• 15 de dezembro de 2021

    Escolher “bem” ou escolher “certo”?

    – Mas eu não consigo fazer isso.

    – Consegue sim, você fez oras!

    – Mas e porque eu me sinto culpado por isso?

    – Ora, porque não se sentiria?

    – Porque eu devo me sentir? Eu fiz a escolha certa!

    – “Certa” sim, “boa”, não.

    – Como assim?

    – Ora, você passou por cima de algumas crenças pessoais não?

    – Sim, mas… passei…

     

    A modernidade líquida se baseia na ideia de que toda mudança é boa “per se”. Há um ditado alemão que diz existir diferença entre mudar e melhorar. Mudanças nem sempre são positivas e nem sempre são fáceis, assim sendo, mudar envolver lidar com emoções “negativas” mesmo quando ela “é certa”. Mas dar conta disso, nem sempre é fácil.

    É importante distinguir entre os níveis de crença e concretude. Concretude se refere ao que vemos no mundo “tal como ele é”. Ao pensarmos de maneira “concreta”, buscamos as evidências, os resultados, as condições necessárias para realizar algo e os recursos para fazê-lo. Quando pensamos em crenças, refletimos sobre os valores disso tudo, o que achamos sobre isso e o lugar dado à isso em nossa mente e coração. E nossa vida prática, ambos universos coexistem em atrito ou harmonia. Desta coexistência e das repercussões dela é que nascem algumas escolhas que são “boas” ou “certas”.

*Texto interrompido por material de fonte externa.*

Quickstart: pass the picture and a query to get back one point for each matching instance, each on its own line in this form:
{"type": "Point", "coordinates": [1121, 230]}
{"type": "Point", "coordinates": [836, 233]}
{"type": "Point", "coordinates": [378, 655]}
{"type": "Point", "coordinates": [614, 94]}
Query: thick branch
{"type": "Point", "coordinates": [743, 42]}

    Escolhas “certas” ou “evolutivas” (como prefiro chamar) tem a ver com encontrar os melhores meios para agir no mundo e conseguir extrair dele aquilo que é importante para mim. Essa percepção nasce do desejo individual sobre como existir no mundo. o que é “evolutivo” para uma pessoa não é, necessariamente, para outra. Quando se toma uma decisão baseado nisso, estamos olhando para a realidade de nossos desejos e daquilo que é necessário fazer para realizá-los.

    Escolhas “boas”, tem a ver com as crenças que temos. Estas envolvem tanto as individuais quanto as grupais (família, amigos, trabalho e sociedade). Neste sentido a escolha que tomamos se refere às regras que seguimos sobre como o mundo é ou deve ser, sobre como somos ou devemos ser. As crenças tratam das ideias sobre o universo e não de sua realidade. Neste sentido, quando fazemos as escolhas com base em crenças, estamos falando sobre seguir ou não as regras (dos outros e nossas).

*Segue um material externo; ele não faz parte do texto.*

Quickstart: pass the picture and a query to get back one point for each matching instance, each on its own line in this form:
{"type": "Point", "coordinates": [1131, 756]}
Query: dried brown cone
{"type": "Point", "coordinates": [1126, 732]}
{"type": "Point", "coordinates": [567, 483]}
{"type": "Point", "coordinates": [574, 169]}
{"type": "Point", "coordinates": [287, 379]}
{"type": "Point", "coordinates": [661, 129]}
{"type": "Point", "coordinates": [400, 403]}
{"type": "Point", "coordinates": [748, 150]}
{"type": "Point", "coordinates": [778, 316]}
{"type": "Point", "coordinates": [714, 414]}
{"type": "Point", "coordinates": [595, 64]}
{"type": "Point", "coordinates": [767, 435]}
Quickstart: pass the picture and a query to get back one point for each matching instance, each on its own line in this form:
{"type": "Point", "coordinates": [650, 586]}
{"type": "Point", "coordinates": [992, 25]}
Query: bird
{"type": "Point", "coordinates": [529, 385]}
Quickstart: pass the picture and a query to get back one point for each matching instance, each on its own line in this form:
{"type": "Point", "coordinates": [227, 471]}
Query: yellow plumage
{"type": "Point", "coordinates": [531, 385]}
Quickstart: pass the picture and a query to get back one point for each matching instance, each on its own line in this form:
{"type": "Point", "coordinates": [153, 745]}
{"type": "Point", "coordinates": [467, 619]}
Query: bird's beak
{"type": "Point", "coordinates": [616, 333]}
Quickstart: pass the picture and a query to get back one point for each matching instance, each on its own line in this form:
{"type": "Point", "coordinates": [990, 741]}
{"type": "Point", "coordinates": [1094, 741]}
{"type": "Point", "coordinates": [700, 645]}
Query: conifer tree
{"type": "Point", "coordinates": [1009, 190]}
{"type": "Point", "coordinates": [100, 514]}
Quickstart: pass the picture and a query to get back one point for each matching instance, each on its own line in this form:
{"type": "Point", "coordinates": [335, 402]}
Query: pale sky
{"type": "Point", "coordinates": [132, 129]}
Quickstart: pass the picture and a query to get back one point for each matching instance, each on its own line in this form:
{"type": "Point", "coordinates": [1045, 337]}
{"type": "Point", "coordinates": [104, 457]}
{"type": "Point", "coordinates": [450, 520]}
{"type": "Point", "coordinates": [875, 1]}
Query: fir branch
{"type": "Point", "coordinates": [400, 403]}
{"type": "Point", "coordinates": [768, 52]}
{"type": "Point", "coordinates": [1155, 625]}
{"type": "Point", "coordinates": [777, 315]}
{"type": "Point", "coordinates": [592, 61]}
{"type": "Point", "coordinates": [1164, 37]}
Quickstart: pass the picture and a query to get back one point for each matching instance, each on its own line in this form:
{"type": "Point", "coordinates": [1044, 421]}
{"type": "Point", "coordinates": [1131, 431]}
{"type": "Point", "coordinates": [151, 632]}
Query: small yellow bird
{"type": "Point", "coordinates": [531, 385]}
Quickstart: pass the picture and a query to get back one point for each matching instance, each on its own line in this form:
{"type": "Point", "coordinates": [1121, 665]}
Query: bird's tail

    Portanto, algumas escolhas podem ser “evolutivas” e ao mesmo tempo “más”. Aquilo que se deseja individualmente, em termos concretos pode ser diferente daquilo que creio (ou que meu grupo crê). Assumir o risco e agir mesmo assim, implica na culpa em quebrar as regras. A sociedade nos diz que não devemos sentir a culpa, porém, não há como não senti-la. Perdemos a inocência ao infringir as regras, mesmo que isso seja “evolutivo”. Assim, muitas vezes é possível (e realista) evoluir e sentir culpa por isso. É a consequência de, ao mesmo tempo, buscar algo para si e distanciar-se das regras que você mesmo seguia. É um paradoxo na mente e coração: concretizar algo importante e necessário ao mesmo tempo que infringe regras e afasta-se do grupo que seguia estas regras.

    Outras escolhas podem ser “boas” e “limitantes”. Estas ocorrem quando deixamos nossa percepção e desejos de lado em prol de manter as crenças. Troca-se a culpa pela inocência e fazemos jus ao status quo. Nesse sentido, fazemos uma boa escolha e nos limitamos. Não seremos punidos, mas iremos conviver com a frustração e arrependimento: “e se eu tivesse…?” Seguir as regras nos torna mais próximos daqueles com quem criamos as regras, mantém a proximidade e, para muitas pessoas, isso é essencial. O preço deste tipo de escolha, porém, é o limite e a dependência. O paradoxo, neste caso é: “eu fiquei, mas me sinto mal com isso”. A proximidade deixa de ter um gosto doce.

    O desejo contemporâneo é sempre pelo caminho do menor esforço: porque não fazer escolhas boas e evolutivas? Porque a evolução não olha para as regras, embora elas sejam necessárias. Não há sociedade sem regras, nem mesmo um indivíduo. De outro lado, não há evolução se as regras forem seguidas o tempo todo. Assim sendo, a culpa e liberdade estão, num primeiro momento, sempre de mãos dadas. Apenas a coragem para enfrentar isso é o que nos impele em “direção ao abismo”.